The government’s preferred approach would require landlords to meet a standard using these reformed EPC metrics, meeting the fabric metric at band C, and either the heating system or smart readiness metric.

Under option two, the standard would be based on the single metric of fabric performance, while option three would require providers to meet more than one metric, but in a way more clearly specified than in option one.

Option four would give providers “maximum flexibility” in which standards they meet. MHCLG has published impact assessments on the first two options only. It found that option 1 would result in up to £8bn worth of installation and reinstallation costs incurred by providers over the policy appraisal period of 47 years.

Providers would also be hit by up to £416m in administration costs, £214m in survey costs and up to £460m in “hassle costs” to providers associated with installations.

On the other hand, social housing residents are expected to receive up to £10bn in energy savings, and up to £800m in health benefits.

There is a negative benefit to society of providers spending money on retrofits instead of new building supply of up to £1.7bn.

Both costs and benefits of option two were estimated as significantly lower.

Under both options, the government is proposing a time-limited spent exemption.

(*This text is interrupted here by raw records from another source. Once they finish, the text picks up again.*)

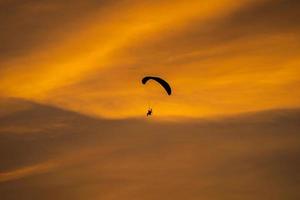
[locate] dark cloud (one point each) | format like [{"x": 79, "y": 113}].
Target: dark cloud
[
  {"x": 29, "y": 25},
  {"x": 266, "y": 19},
  {"x": 252, "y": 156}
]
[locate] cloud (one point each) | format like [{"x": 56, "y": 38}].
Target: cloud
[
  {"x": 251, "y": 156},
  {"x": 221, "y": 57}
]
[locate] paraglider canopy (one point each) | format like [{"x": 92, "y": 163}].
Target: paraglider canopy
[{"x": 162, "y": 82}]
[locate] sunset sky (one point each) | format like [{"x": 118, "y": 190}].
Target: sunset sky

This would set £10,000 per property as the maximum a provider would be required to spend to comply with the standard by 1 April 2030.

If the property did not meet the standard after this, the exemption would allow providers to delay meeting the standards for a further 10 years.

Social rented homes which achieve EPC C under the existing standards before the metrics are introduced or before 1 April 2028 would be considered compliant until those EPCs expire.

This is to support providers who already have multi-year projects to achieve such energy efficiency improvements.

Both of the consultations are open until 11.45pm on 10 September 2025, with tenants, landlords and others invited to share their views.